Italian Cream Cake

Light and fluffy, this delightful homemade Italian Cream Cake is filled with shredded coconut and pecans. Coated in a decadent cream cheese frosting, this cake is perfect for birthdays, holidays, or any occasion. A Southern classic, everyone will want a second slice of this sweet and nutty cake.

You might think this cake is from Italy with a name like Italian cream cake, but it’s not! While the origins of the cake are a bit of a mystery, rumors are that the cake originated in Texas. Its defining features are the toasted pecans and shredded coconut mixed throughout the layers of vanilla cake. The flavors go so well together that you’re not going to have any leftover after serving it. If you want another cake like this Italian creme cake that is great for any occasion, try making my chocolate chip cake, marble cake, or easy chocolate cake recipe! These soft and fluffy cakes always steal the show.
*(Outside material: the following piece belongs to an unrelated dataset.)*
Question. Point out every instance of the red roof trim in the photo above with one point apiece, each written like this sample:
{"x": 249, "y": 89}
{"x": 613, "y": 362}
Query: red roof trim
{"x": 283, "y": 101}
Keep the Italian cake refrigerated until ready to serve. Due to the cream cheese frosting, the cake needs to be refrigerated. Keep any leftovers, loosely covered with plastic wrap, in the fridge for up to 1 week. If you have a cake keeper, you can use that. If not, the dollops of frosting on top might get a little squished from plastic wrap. You can also stick some toothpicks in the cake and use them to keep the plastic from touching the frosting.


If you’d like to make this Italian cream cake recipe ahead of time to freeze, you can leave it unfrosted and freeze the layers for up to three months. I recommend wrapping the cake layers in plastic wrap and then aluminum foil before freezing. When ready to enjoy, thaw the layers overnight in the fridge. Then, bring the cake layers to room temperature before frosting. You can freeze the entire cake or individual slices for up to 2 months. When ready to enjoy, thaw overnight in the refrigerator and then bring to room temperature before serving.


To toast the pecans, add them to a skillet over medium heat and toast the pecans until browned and fragrant, around 5 minutes. Alternatively, bake the pecans in a 350F oven for 5 to 10 minutes, shaking the pan every few minutes, so they brown evenly.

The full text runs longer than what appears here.